Car Purchase Classification is an analytics pipeline built in Python to identify vehicle buyer intent. Structured using the Strategy Design Pattern, the pipeline extracts customer demographics and financial details, processes missing records, drops redundant features, runs IQR-based outlier filters, and feeds clean data into an optimized Random Forest Classifier to guide targeted marketing campaigns.

Problem

Auto dealerships waste significant marketing budgets running broad campaigns that suffer from low conversion rates. Rules-based demographic targeting or manual lead scoring systems fail to capture non-linear relationships and multi-feature interactions, requiring constant manual threshold tuning.

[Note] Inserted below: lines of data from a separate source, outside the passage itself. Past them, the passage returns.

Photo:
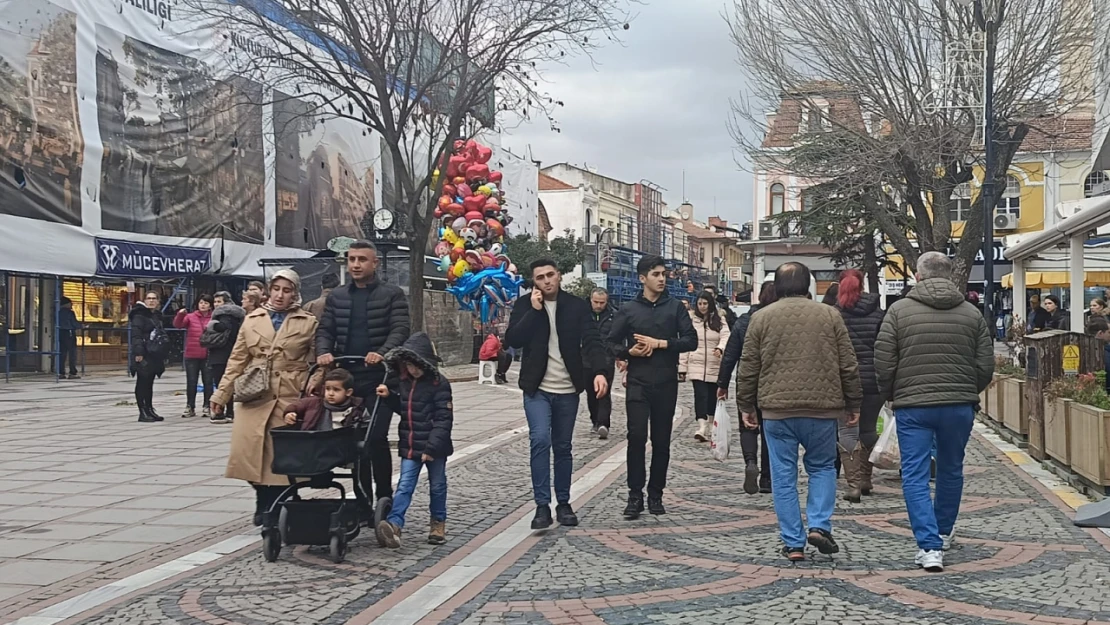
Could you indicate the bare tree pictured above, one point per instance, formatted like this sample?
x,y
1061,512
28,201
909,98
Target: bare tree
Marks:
x,y
915,70
421,73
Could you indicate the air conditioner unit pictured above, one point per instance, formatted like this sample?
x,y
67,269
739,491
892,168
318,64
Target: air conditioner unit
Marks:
x,y
1006,221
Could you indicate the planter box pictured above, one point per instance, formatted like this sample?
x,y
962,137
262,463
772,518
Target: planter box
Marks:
x,y
1087,446
1013,416
1058,430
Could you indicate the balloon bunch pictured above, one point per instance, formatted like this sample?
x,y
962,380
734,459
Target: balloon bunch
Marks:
x,y
471,248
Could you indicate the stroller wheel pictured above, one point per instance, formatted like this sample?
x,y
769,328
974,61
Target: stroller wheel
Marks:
x,y
271,545
381,513
336,548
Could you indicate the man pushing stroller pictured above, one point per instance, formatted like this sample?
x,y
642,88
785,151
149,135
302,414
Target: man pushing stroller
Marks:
x,y
421,395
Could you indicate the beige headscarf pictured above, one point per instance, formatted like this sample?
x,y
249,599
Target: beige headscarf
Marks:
x,y
295,280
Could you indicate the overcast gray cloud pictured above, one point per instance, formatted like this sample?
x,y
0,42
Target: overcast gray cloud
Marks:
x,y
653,107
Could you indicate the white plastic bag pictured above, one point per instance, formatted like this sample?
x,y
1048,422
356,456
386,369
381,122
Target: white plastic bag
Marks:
x,y
885,454
722,427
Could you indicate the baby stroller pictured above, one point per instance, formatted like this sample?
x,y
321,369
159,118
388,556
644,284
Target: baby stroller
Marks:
x,y
310,460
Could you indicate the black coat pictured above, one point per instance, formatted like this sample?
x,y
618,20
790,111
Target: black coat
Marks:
x,y
735,348
578,341
666,319
144,322
423,403
387,312
604,321
220,333
864,321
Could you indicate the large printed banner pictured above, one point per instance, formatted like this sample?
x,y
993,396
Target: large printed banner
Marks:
x,y
137,120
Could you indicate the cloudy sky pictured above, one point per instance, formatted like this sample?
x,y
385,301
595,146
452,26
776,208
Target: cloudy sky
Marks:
x,y
653,107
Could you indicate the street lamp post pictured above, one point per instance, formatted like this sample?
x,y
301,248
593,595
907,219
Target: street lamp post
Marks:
x,y
987,192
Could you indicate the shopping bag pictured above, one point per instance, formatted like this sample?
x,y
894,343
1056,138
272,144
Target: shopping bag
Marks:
x,y
885,454
722,427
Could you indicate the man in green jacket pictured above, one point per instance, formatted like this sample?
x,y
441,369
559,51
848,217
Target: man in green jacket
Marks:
x,y
932,358
798,360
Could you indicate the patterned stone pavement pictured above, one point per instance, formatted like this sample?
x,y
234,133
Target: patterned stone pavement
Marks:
x,y
713,558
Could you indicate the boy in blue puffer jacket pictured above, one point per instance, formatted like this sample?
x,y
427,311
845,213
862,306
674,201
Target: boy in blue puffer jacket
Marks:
x,y
421,395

I wanted to develop a modular, pattern-driven machine learning pipeline that automatically learns customer buying behavior boundaries and scales clean preprocessing strategies.

Features

Strategy Design Pattern Preprocessing: Encapsulates feature scaling, categorical transformations, and outlier detection in decoupled strategy classes.
Categorical One-Hot Encoding: Maps gender strings into binary indicators while dropping the first category to avoid multicollinearity.
IQR-Based Outlier Detection: Filters anomalous values dynamically using statistical interquartile bounds.
GridSearch Cross-Validation: Optimizes 192 hyperparameter combinations across bagging forest configurations.
Feature Importance Profiling: Computes Mean Decrease in Impurity (MDI) splits to rank predictive parameters.
Confusion Matrix Diagnostics: Calculates precision, recall, and ROC-AUC metrics to analyze model failure edge cases.

Tech Stack

Processing & Pipeline:
- Python
- Pandas
- NumPy
Modeling & Tuning:
- scikit-learn (RandomForestClassifier, GridSearchCV, OneHotEncoder)
- Matplotlib
- Seaborn

Architecture

graph TD
    Zip["raw archive.zip"] --> Extractor["ZipDataExtractor"]
    Extractor --> CSV["car_data.csv"]
    CSV --> Ingest["DataFrameIngest (validates CSV)"]
    Ingest --> Encode["OneHotEncoder on Gender"]
    Encode --> Outliers["IQR Outlier Masking"]
    Outliers --> Split["SimpleTrainTestSplit (80/20 isolation)"]
    Split --> Forest["GridSearchCV RandomForest"]
    Forest --> Predict["Predicted Purchase Class (0/1)"]

My Contributions

Programmed the modular data ETL pipeline using the Strategy Design Pattern.
Developed one-hot encoding feature transformation components.
Engineered the row-wise IQR outlier detection filtering rules.
Coded the Random Forest hyperparameter grid search sweeps.
Generated diagnostic performance reports including precision-recall curves, confusion matrices, and ROC-AUC computations.
Audited the pipeline code to resolve paths and outlier masking.

What I Learned

Designing modular, clean-code ML architectures using OOP design patterns.
Balancing precision and recall tradeoffs to guide targeted marketing spend.
Analyzing tree split impurity metrics (Gini vs. Entropy).
Recognizing and debugging database index constraints in outlier masks.

Results

Achieved a classification accuracy of 91.00% on the test set.
Reached a discriminative ROC-AUC score of 0.969.
Mapped global feature importances, discovering that Annual Salary (49.93%) and Age (49.38%) represent 99.3% of the model’s split decisions, while Gender is negligible (0.69%).

Future Work

Refactor absolute paths in pipeline.py to relative configurations.
Serialize trained models and scale pipelines using joblib.
Build a REST endpoint using FastAPI to serve model predictions in real-time.
Deploy parallel execution configurations (n_jobs=-1) to accelerate hyperparameter tuning.